Hayatını dinine göre tanzim etmeye çalışan insanlar için yasal olan her şey meşru olmayabilir.
Bu gerçek her din için geçerlidir.
Özellikle de din devlet ilişkilerinin birbirinden ayrıldığı ülkelerde.
Dine doğma gözüyle bakıp yasal düzenlemeleri dini hassasiyetleri dışarda tutarak yapan ülkelerde yaşayan her fert için geçerlidir bu esas.
Mesela eşcinsel evlilik kimi ülkelerde yasaldır ama o ülkedeki dindarlar için meşru değildir.
Mesela bizlerin yaşadığı bu ülkede faiz yasaldır ama bir Müslüman için asla meşru değildir.
Buna benzer çok sayıda örnek verilebilir.
Yasalar ülkedeki dindarları yok sayarak yapıldığı sürece gerçek budur.
İsveç'in ifade hürriyeti diyerek Mushaf yakılmasına izin vermesi ve yakanları koruması kendi mantığı içinde yasal olabilir ama asla ve kat'a meşru değildir.
O manzarayı görüp de tahrik olmayacak Müslüman yoktur.
Sadece yakmıyor o alçaklar.
Yakmaktan daha ağır bir tahkir manzarası var. Mushaf'ı top gibi ayaktan ayağa atıyorlar çiğniyorlar, yırtıyorlar sonra da yakıyorlar.
Seyrederken benim kalbim sıkıştı, kan beynime sıçradı!
Bu alçak eylem dünya savaşı çıkaracak bir eylemdir. İnsanlık suçudur. Nefret suçudur.
Hadi diyelim ki İsveç yasaları buna izin veriyor, peki İsveç halkı yasal ama tehlikeli bu eyleme nasıl izin verdi?!
İçlerinde buna itiraz eden hiç mi akıl sahibi bir aydın çıkmadı?
Çıkmadı demek ki!
5 ay önce Mısırlı bir genç İsrail sefareti önünde Tevrat yakmak için müracaat etti!

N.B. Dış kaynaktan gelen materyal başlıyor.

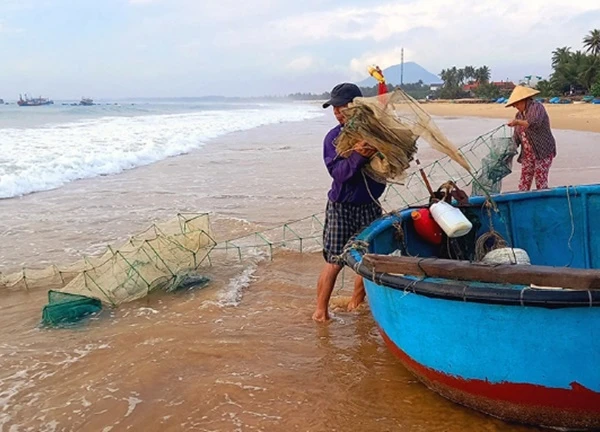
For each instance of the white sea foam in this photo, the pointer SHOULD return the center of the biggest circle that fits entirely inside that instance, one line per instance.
(232, 294)
(47, 157)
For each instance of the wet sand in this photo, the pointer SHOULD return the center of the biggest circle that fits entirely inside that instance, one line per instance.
(241, 354)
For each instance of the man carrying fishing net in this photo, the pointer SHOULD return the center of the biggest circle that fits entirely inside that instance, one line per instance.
(373, 145)
(352, 202)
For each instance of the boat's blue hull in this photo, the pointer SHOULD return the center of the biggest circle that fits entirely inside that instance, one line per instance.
(531, 356)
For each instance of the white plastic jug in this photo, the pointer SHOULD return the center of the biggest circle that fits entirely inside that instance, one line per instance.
(450, 219)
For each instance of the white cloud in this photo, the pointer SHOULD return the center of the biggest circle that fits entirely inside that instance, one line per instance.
(300, 64)
(279, 44)
(383, 59)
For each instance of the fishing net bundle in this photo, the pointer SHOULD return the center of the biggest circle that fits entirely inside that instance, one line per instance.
(392, 123)
(496, 165)
(164, 257)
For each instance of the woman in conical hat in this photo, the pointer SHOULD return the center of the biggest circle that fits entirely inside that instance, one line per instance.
(534, 136)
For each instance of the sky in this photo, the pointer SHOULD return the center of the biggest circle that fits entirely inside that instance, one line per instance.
(173, 48)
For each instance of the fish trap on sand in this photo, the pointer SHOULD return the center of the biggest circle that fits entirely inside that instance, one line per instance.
(164, 257)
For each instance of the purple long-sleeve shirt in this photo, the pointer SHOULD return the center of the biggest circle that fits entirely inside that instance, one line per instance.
(348, 184)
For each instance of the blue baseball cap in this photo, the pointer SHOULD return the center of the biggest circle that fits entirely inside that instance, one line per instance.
(343, 94)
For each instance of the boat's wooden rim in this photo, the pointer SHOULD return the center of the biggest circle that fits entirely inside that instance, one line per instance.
(466, 291)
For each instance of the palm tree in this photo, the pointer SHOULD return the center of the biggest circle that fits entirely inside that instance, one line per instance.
(469, 73)
(592, 42)
(589, 71)
(560, 55)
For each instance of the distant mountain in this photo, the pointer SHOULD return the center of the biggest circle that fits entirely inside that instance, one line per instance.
(413, 72)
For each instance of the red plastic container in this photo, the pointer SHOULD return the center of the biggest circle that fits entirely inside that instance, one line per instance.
(427, 228)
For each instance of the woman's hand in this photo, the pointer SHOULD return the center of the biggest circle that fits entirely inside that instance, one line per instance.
(364, 149)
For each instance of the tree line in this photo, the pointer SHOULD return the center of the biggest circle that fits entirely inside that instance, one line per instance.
(575, 72)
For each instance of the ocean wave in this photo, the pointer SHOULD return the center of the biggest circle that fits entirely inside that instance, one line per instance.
(44, 158)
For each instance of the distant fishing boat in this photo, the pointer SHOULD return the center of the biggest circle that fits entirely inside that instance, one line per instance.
(33, 101)
(519, 342)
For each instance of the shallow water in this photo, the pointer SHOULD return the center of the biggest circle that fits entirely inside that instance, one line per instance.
(242, 353)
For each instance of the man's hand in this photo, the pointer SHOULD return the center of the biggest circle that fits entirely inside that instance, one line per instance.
(364, 149)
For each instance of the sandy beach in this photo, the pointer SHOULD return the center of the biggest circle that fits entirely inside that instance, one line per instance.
(580, 117)
(255, 361)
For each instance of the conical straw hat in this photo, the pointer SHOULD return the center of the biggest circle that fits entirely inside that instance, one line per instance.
(520, 93)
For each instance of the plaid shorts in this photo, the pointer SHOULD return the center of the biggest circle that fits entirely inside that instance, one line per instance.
(342, 221)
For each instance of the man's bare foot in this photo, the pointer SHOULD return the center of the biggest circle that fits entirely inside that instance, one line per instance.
(355, 302)
(321, 316)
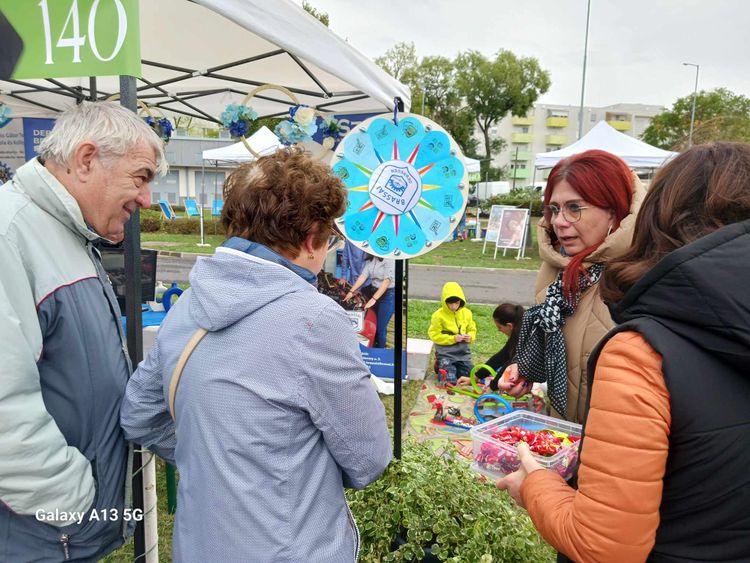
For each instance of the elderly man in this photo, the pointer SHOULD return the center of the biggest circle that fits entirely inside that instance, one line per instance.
(64, 462)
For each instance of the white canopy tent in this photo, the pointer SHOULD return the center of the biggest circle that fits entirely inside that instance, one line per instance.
(635, 153)
(263, 141)
(472, 165)
(199, 56)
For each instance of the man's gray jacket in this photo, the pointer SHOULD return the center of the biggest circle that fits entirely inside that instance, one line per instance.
(63, 371)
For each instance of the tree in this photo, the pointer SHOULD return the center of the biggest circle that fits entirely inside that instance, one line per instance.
(435, 79)
(494, 88)
(434, 91)
(719, 115)
(319, 15)
(399, 60)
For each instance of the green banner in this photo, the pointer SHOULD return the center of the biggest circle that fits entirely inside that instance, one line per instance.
(70, 38)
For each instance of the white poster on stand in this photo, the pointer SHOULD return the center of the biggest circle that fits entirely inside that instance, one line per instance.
(493, 224)
(512, 230)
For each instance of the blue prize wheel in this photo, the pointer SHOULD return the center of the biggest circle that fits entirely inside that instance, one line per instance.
(407, 185)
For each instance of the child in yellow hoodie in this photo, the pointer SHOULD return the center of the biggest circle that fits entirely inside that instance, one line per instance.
(452, 330)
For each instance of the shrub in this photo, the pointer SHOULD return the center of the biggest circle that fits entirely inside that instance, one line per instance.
(183, 226)
(150, 224)
(439, 503)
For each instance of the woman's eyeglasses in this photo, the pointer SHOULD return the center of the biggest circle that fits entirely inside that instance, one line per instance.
(333, 240)
(571, 211)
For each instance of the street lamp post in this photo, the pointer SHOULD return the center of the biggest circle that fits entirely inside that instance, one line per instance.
(478, 226)
(583, 78)
(695, 94)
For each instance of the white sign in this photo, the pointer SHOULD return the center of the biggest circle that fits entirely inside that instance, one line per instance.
(357, 319)
(12, 152)
(493, 224)
(512, 233)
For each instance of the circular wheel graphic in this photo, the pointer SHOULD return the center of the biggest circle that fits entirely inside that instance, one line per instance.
(406, 183)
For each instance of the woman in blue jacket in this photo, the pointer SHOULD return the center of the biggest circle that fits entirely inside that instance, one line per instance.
(274, 412)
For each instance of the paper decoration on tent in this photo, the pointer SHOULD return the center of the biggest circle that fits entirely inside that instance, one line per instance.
(298, 127)
(407, 185)
(160, 124)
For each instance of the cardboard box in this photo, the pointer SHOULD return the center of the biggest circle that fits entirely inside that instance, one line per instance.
(418, 351)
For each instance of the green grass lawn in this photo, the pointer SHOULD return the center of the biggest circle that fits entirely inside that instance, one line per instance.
(464, 253)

Müracaatını geri çekmek zorunda kaldı.
Neden mi?
Çünkü İsveç'teki cami cemaatleri, o gencin bu eylemi yapmamasını sağladı!
Evet, yasal olarak onun da Tevrat yakma hakkı vardı. Yapacağı eylem İsveç'te yasaldı ama Müslümanlar nezdinde meşru değildi.

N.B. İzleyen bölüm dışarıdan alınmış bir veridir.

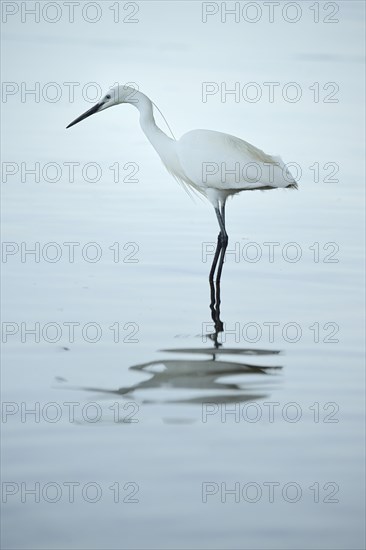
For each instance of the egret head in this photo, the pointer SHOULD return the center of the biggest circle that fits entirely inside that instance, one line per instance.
(117, 94)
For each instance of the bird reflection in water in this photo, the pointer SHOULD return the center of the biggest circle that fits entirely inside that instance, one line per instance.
(202, 374)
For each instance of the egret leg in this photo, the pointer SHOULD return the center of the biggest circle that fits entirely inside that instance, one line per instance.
(216, 258)
(223, 239)
(221, 246)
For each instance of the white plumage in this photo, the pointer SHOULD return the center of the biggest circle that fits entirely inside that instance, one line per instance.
(211, 163)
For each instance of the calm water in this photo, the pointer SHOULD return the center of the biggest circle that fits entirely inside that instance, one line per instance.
(143, 434)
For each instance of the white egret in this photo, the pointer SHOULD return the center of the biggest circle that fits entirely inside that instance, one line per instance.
(211, 163)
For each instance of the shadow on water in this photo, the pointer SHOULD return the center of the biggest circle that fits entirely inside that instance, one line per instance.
(202, 373)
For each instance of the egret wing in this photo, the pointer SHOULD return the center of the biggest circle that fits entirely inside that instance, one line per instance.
(221, 161)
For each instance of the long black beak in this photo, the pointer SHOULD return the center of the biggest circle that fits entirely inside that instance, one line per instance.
(91, 111)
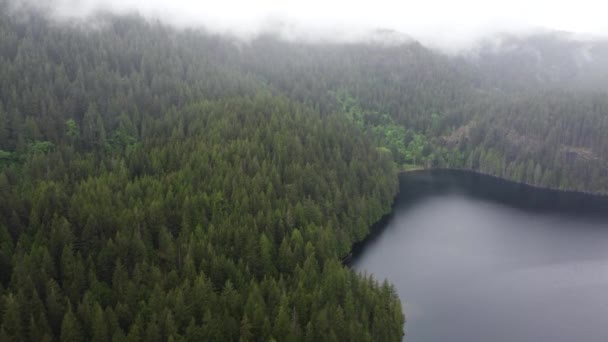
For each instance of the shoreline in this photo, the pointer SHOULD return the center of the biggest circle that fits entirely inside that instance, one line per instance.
(374, 229)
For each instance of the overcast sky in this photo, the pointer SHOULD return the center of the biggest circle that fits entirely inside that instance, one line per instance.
(434, 22)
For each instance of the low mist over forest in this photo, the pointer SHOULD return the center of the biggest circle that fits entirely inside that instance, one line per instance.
(173, 183)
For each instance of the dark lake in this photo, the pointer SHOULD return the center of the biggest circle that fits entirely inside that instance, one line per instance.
(476, 258)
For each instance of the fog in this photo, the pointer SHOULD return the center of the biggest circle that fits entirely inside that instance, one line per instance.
(442, 24)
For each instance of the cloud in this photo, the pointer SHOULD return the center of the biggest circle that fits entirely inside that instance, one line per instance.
(440, 23)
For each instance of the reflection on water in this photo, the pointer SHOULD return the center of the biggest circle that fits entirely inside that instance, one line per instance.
(475, 258)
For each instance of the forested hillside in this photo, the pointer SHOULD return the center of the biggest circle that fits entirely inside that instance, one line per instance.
(165, 184)
(148, 193)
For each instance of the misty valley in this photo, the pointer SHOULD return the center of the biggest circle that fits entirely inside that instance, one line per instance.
(166, 181)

Çünkü Müslümanlar başka dinin kutsallarına inanmazlar ama asla hakaret etmezler.
Çünkü İslam, tebliği güzel ve hikmetli sözle yapılmasını emreder, başkalarına hakareti yasaklar.
Mesela En'am Suresi'nin 108. ayetinde şu emir vardır:
"Allahtan başka taptıkları şeylere sövmeyin ki onlar da taşkınlık yaparak Allah'a sövmesinler."
Sağduyu budur!
Biz hiç bir dinin kutsalına hakaret edilmesini salık vermeyiz.
Ama Batı, maalesef çifte standart iliklerine kadar işlemiş bir coğrafya.
O yüzden İsveç'in akil adamları bu alçak eyleme dur diyemedi!
Her ne kadar kendi sınırları içinde insan hakları özgürlükler ve demokrasi kurallarını önemsiyor olsalar da söz konusu taraf Müslüman olunca, hürriyet ve insan hakları hikayeden ibaret kalıyor.
Faydalanmak için mavi gözlü sarı saçlı olmak gerekiyor!
İşte Fransa!
Neden yanıyor?!
Sarı saçlı mavi gözlü olmayan Afrika kökenli 17 yaşında bir genci gözünü kırpmadan vuran bir Fransız polisi sebebiyle!
Evet, her yasal olan meşru değildir.
Yasal çerçevede yapılan gayri meşru eylemlerin muhatabı da olayı meşru görmeyen nefret suçu olarak değerlendiren yasal çevreler olmalıdır.
Bu bağlamda başta İİT olmak üzere İslam ülkeleri tavır koydular. Başta Fas olmak üzere bazı devletler elçilerini geri çektiler veya İsveç büyükelçisini bakanlığa çağırıp uyardılar.
Tabii ki en etkili tepkiyi Türkiye verecek!
Çünkü İsveç'in NATO'ya üyeliği Türkiye'nin onayına bağlı.
Nasıl ki Finlandiya benzer eylemlere izin vermedi, İsveç de hak ettiği cevabı alacaktır!
Ne dedi Başkan Erdoğan: "Terör örgütleriyle ve İslam düşmanlarıyla mücadelede tepkimizi en güçlü şekilde ortaya koyacağız. Müslümanların kutsallarına hakaret etmenin 'düşünce hürriyeti' olmadığını, Batılı kibir âbidelerine, eninde sonunda öğreteceğiz."
Evet, gerileme dönemine giren Batı medeniyetine düşünce hürriyetinin ne olduğunu, seçilmemesi için gayret ettikleri ama karşısında mağlup oldukları Başkan Erdoğan öğretecek!